The recently approved Telecommunications (Security) Bill will give the UK government new powers to enforce the country’s new security standards and “remove the threat of high-risk vendors”.
Specifically, the bill is concerned with the previously announced restrictions places on operators in the development of its 5G and full fibre networks, this includes the provision of equipment and software used for mobile masts and in telephone exchanges which handle internet traffic and telephone calls.
“We are investing billions to roll out 5G and gigabit broadband across the country, but the benefits can only be realised if we have full confidence in the security and resilience of our networks,” said Oliver Dowden (pictured), the UK’s Digital Secretary.
“This ground-breaking bill will give the UK one of the toughest telecoms security regimes in the world and allow us to take the action necessary to protect our networks.”
Announced back in July, Dowden said that mobile operators will be banned by law from adding Huawei equipment to their 5G networks by the end of 2020. Adding that they would also be required to remove all existing equipment from 5G networks by 2022 – citing national network security as the reason for this decision.
Commenting on the news, Victor Zhang, president of Huawei, said: “’It’s disappointing that the Government is looking to exclude Huawei from the 5G roll out. This decision is politically-motivated and not based on a fair evaluation of the risks. It does not serve anyone’s best interests as it would move Britain into the digital slow lane and put at risk the Government’s levelling up agenda.”
In addition to the aforementioned fines for operators who fail to comply with the vendor ban, the bill also enables the Government to impose controls on telco’s use of goods, services or facilities supplied by high risk vendors.
Ofcom has been placed in charge of “monitoring and assessing” the security of UK telco’s with additional powers to do so and thanks to this new bill, enters these rules into law and enables the future management of such risk from future high-risk vendors.
“While this legislation crystalizes the penalties and locks the government's advice in a legal framework, if it is aimed at Huawei then I think the damage had already been done,” said Jimmy Jones, Cyber Security Telecoms expert at Positive Technologies.
“The uncertainty has meant mobile operators have already had to plan for the foreseeable future without Huawei and this just makes any re-entry to the market even less likely for the company. What is really interesting here, is the law is establishing the operator’s security responsibility beyond the exclusion of certain vendors, to network security as a whole.”

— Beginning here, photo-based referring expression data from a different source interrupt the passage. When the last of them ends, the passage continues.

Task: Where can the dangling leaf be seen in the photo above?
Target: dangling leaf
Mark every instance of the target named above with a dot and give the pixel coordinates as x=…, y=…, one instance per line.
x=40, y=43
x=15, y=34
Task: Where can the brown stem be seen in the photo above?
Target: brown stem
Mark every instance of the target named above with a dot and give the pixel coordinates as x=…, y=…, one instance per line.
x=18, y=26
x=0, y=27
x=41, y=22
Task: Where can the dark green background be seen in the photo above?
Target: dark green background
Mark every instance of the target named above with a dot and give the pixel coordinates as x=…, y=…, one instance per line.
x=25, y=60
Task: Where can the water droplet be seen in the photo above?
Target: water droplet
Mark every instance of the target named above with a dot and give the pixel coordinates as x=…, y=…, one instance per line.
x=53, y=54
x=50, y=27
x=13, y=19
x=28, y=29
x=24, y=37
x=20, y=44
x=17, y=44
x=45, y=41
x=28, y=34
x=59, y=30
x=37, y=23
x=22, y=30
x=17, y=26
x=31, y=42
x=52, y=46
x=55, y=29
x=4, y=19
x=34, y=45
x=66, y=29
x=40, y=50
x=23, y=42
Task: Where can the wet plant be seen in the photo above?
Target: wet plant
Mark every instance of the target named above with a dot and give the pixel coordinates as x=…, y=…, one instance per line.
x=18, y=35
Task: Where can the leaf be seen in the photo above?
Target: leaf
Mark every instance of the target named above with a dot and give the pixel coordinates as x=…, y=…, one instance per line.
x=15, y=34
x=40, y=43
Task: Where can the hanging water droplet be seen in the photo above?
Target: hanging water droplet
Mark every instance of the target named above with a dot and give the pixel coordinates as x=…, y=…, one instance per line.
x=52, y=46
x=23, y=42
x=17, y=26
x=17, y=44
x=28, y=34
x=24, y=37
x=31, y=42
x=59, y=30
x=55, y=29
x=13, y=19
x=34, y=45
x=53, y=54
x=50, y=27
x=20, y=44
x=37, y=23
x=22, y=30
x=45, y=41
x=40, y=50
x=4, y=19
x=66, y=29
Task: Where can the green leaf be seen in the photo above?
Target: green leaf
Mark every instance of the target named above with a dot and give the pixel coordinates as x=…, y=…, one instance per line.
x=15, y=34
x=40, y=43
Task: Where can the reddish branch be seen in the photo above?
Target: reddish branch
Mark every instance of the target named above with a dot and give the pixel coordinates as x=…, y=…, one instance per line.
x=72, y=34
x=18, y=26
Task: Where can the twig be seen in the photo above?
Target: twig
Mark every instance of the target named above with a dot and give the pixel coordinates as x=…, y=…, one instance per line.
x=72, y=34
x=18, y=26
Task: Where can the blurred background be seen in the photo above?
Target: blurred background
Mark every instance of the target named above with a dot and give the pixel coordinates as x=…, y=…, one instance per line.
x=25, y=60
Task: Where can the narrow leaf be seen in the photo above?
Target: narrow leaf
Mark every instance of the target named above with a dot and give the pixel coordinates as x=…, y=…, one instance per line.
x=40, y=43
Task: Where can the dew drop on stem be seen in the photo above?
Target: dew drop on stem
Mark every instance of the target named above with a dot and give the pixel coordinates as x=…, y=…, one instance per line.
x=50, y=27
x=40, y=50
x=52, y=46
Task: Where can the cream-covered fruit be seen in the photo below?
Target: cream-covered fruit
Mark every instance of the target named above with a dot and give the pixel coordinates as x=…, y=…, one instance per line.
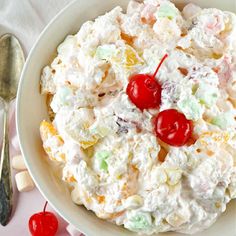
x=107, y=147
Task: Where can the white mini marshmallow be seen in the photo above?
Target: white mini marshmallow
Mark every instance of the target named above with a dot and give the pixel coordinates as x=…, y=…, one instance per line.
x=18, y=163
x=24, y=181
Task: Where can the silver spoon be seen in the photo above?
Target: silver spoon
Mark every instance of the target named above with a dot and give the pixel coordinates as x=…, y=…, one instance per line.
x=11, y=64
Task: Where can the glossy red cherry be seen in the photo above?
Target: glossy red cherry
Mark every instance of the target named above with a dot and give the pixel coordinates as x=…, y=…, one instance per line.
x=173, y=128
x=144, y=90
x=43, y=223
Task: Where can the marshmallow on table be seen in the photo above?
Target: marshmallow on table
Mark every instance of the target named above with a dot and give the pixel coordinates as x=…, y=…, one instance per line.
x=18, y=163
x=73, y=231
x=24, y=181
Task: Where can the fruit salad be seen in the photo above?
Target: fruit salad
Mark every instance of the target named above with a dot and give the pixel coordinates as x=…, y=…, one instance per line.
x=142, y=109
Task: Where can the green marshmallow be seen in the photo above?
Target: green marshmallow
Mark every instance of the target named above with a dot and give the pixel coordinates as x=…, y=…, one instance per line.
x=224, y=120
x=101, y=158
x=167, y=10
x=140, y=221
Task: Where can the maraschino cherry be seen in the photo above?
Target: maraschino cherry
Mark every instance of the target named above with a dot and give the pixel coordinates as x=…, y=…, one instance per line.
x=173, y=128
x=43, y=223
x=144, y=90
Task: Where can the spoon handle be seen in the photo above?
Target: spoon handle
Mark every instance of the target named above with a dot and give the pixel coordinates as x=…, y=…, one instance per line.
x=5, y=175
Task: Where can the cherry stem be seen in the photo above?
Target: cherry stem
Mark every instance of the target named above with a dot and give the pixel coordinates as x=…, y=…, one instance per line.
x=45, y=206
x=162, y=60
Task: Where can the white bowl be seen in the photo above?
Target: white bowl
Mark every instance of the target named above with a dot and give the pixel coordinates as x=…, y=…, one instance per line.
x=31, y=110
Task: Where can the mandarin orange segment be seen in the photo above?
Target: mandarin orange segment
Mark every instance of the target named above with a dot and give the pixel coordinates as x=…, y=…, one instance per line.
x=47, y=130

“The new fines announced today for operators that are not meeting standards are another major financial incentive to get security in order. The security obligations - which include rules on who has access to sensitive parts of the "core" network, how security audits were conducted, and protecting customer data - will force operators to improve their security protection for the whole network rather than just 5G.”
At present, UK telcos by law are responsible for setting their own security standards in their networks however following the Telecoms Supply Chain Review completed by the government last year “providers often have little incentive to adopt the best security practices”.
“The roll-out of 5G and gigabit broadband presents great opportunities for the UK, but as we benefit from these we need to improve security in our national networks and operators need to know what is expected of them,” added Dr Ian Levy, Technical Director of National Cyber Security Centre.
“We are committed to driving up standards and this bill imposes new telecoms security requirements, which will help operators make better risk management decisions.”
As a result, the government has decided to strengthen the overall legal duties of UK telcos as a way of incentivising better security practices with steps taken to put in place security standards for its networks.
These requirements will follow in a second piece of legislation but will likely include such things as controlling who has permission to access sensitive core network equipment on site as well as the software that manages networks, as well as securely design, build and maintain sensitive equipment in the core its networks.
Additionally, the government has also announced plans to publish its 5G Diversification Strategy which will “outline new measures to boost competition and innovation in the telecoms supply chain and reduce dependence on individual suppliers”.